Mark Garraway, Pine City, appellant pro se. Eric T. Schneiderman, Attorney General, Albany (Peter H. Schiff of counsel), for respondents.
Before: PETERS, P.J., ROSE, STEIN and McCARTHY, JJ.
Appeal from a judgment of the Supreme Court (O'Connor, J.), entered April 30, 2012 in Albany County, which, in a proceeding pursuant to CPLR article 78, granted respondents' motion to dismiss the petition.
Petitioner commenced this CPLR article 78 proceeding challenging a determination finding him guilty of violating certain prison disciplinary rules. Respondents moved to dismiss the petition on the grounds that it failed to state a cause of action and does not set forth sufficiently clear and concise statements in consecutively numbered paragraphs. Supreme Court granted the motion, finding that the petition lacked the necessary specificity as required by CPLR 3013. This appeal ensued.

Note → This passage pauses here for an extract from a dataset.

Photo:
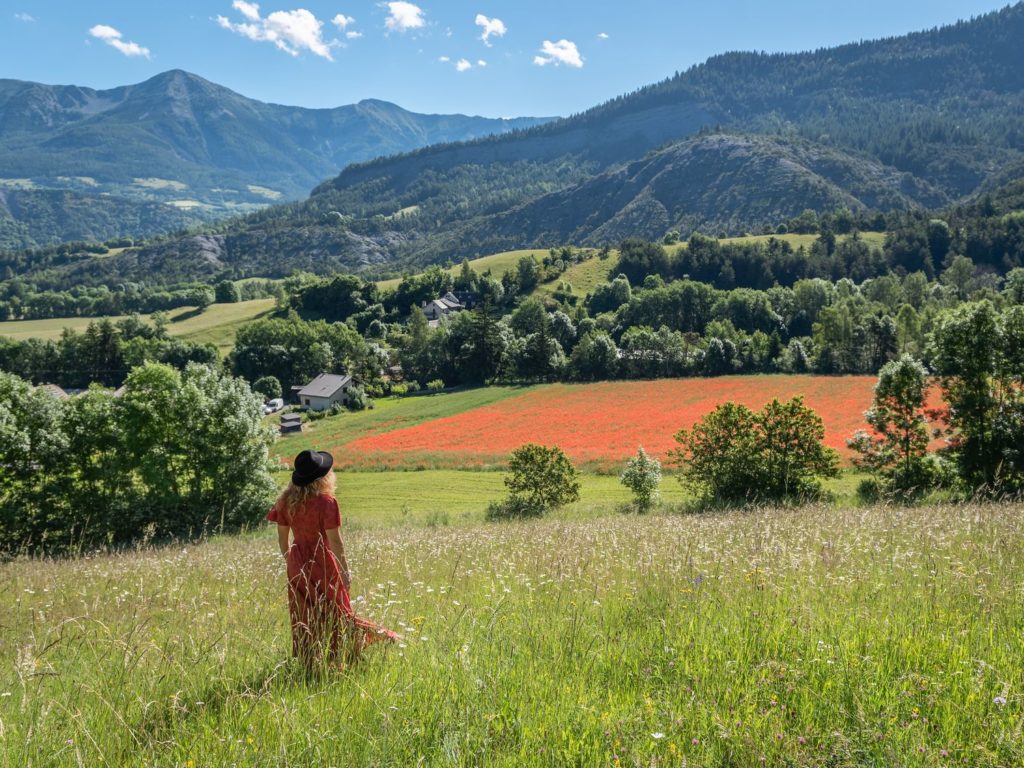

We affirm. CPLR 3013 requires that a petition be “sufficiently particular to give the court and parties notice of the transactions, occurrences, or series of transactions or occurrences, intended to be proved and the material elements of each cause of action or defense.” We agree with Supreme Court that, even considering the attached misbehavior report and the accompanying affidavit by petitioner, the conclusory and generalized statements are insufficient to meet the requirements of CPLR 3013. Moreover, the untitled document attached to the petition consisting of unnumbered paragraphs is not sworn to or notarized and, therefore, cannot be considered ( see Matter of Ali v. Goord, 15 A.D.3d 699, 700, 788 N.Y.S.2d 736 [2005] ). Accordingly, the motion was properly granted dismissing the petition ( see Matter of Pettus v. New York State Dept. of Correctional Servs., 77 A.D.3d 996, 908 N.Y.S.2d 373 [2010];Matter of Escalera v. State of New York, 67 A.D.3d 1137, 1138, 887 N.Y.S.2d 873 [2009];Matter of Johnson v. Goord, 290 A.D.2d 844, 845, 736 N.Y.S.2d 284 [2002] ).
ORDERED that the judgment is affirmed, without costs.